Orion: The Man Who Would Be King
Director: Jeanie
Finlay
Writer: Jeanie
Finlay
Featuring: Jimmy
Ellis
Rating: Three and a
half stars out of five
Available on demand
now.
Hope, the belief in
potential, is part of what make people great. It makes you have faith
in yourself to do something difficult, or special, or novel. It gives
you the ability to bet on yourself, to think that, with a serving of
good fortune, you will get somewhere in life. It, in turn, make you
look on other people and see the possibility of goodness within them,
and trust that they can do fascinating, worthwhile things with the
time they have here. It is an aspirational inclination, and one that
helps keep the wheels churning on the humanity bus.
But hope is not
everything. It can't be, because its downside can get ugly in a
hurry. It can create a blinding effect, erecting a mental block in
the minds of those who cannot turn off the inclination. This is
particularly true when someone who has followed through on their
potential loses their hold on it, be it through the erosion of skills
that accompanies aging, through a cynical and/or insecure throwing
away of one's talents, or through death. That last one, nobody gets
away from.
And so was the case
for Elvis Presley, who combined the latter two items of the preceding
list to die at the age of 42 on August 16, 1977, of a heart attack
brought on by years of drug and alcohol abuse. His was a life that
showed fans it was possible to max out their potential and gain love,
fame, power, and probably even the elusive brand of immortality that
comes with synthesizing into being a new art form. But the man hit a
Las Vegas-sized wall and it all ended ignominiously. It was over. It
was time to find another figure for the adoring masses to attach
their hopes and dreams to.
However, in its
depressing clockwork fashion, the entertainment industry, nor many of
Presley's fans, did not want to let go. It was easy and comforting to
keep the dream alive, even if the ambulatory pair of bloated
sideburns was not.
Orion: The Man Who Would Be King
tells the story about the ugliness of that inability to let go of the
hope people assigned to Elvis, by making a sideshow freak/cash-in out
of a talented – if not uniquely so, given his uncanny vocal
similarities to the King – singer named Jimmy Ellis. He traveled
the country for years after Presley's death while wearing a
Zorro-style mask to give the appearance that this “tall drink of
water,” as at least two people call him to documentarian Jeanie
Finlay's camera, was the man himself, in some sort of
resurrection/faked death conspiracy.
People
who knew Ellis in the days before, during, after, during again, and
after again – he gave up the mantle for a time in the mid-1980s –
his time as the masked myth detail his talents, his struggles with
women, his desire to be his own man. However, his voice would not let
that happen, even if he had never gone along with the marketing
scheme that made him a bizarre piece of pop Americana. To an
untrained ear, Ellis was Presley's clone, the type of talent who
could have been transformational if he had been lucky enough to have
been born 15 years earlier. Instead, he was perhaps always destined
to be a novelty act, a niche performer who halfway lucked out
financially (for a time) thanks to the soul-crushing deal he made
with the suits at his record label.
Archival
footage of Ellis's faux-Elvis career plays over most of the
interviews, with some tinny recordings of Ellis's own thoughts on his
cult status. The art vs. commerce debate happens subtly, and it
implies Ellis probably needed commerce more than art. It's a handsome
package, and it obviously generated hundreds of words about hope at
the outset of this review, but Orion is
a standard piece of documentary filmmaking that errs on the side of
letting the interview subjects color the viewers' understanding of
the person at its center. People disagree about what made Ellis tick,
of course, and that is helpful as a way of showing how one can mean
different things to different people.
Thematically,
all that would have still made for a solid movie. But Orion
falters by displaying hardly any
investigative pushback against a crackpot theory about Ellis's
paternity, letting the hope of the interviewees and fans take over.

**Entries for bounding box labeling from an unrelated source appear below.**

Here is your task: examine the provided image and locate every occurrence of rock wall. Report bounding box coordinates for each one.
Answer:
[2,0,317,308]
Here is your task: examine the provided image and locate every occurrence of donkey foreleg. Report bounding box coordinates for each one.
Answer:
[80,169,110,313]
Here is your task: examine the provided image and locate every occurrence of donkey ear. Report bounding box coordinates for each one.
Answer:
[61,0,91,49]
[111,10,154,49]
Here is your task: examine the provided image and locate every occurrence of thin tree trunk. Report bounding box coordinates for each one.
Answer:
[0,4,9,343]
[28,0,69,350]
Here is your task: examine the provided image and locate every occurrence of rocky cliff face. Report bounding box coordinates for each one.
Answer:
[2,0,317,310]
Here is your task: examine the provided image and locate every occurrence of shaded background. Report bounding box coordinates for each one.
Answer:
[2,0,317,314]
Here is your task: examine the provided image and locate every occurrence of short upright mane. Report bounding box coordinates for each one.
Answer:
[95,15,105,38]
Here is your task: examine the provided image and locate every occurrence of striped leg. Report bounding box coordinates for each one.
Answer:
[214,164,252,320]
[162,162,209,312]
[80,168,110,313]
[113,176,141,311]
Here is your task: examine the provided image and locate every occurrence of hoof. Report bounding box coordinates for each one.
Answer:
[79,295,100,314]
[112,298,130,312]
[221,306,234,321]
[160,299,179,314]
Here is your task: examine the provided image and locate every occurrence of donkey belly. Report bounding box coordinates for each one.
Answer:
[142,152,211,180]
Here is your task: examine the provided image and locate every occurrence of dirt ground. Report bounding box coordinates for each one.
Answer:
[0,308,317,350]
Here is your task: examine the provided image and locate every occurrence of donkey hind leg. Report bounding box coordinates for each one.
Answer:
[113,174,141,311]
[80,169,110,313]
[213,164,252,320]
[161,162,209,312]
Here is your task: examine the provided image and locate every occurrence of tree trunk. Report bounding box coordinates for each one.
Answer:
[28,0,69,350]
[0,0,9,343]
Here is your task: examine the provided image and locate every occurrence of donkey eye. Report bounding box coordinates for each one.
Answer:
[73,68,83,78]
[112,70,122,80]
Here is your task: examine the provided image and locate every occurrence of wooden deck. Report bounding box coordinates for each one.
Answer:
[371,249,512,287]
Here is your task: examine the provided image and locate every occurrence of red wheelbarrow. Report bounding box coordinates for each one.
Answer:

If the theory is correct, it would mean Ellis was no fraud, but a
true heir. It's a “print the legend” piece of sensationalism the
rest of the film lacks and does not need, particularly after showing
numerous instances of journalists at the time debunking the sham that
Orion the singer was not the reanimated Elvis. It is keeping with the
documentary's thesis to present this hopeful fantasy, but it comes
off as irresponsible and opportunistic enabling of unhealthy thoughts
and behavior.
Orion
remains thoughtful – and borderline revelatory about human nature –
despite its flaws, and it nimbly explores its subject for most of its
runtime. It could stand to add a few extra minutes to tamp down some
delusions, or at least cast a bit of doubt on them, but maybe it
would be a mistake to take that faith out of it.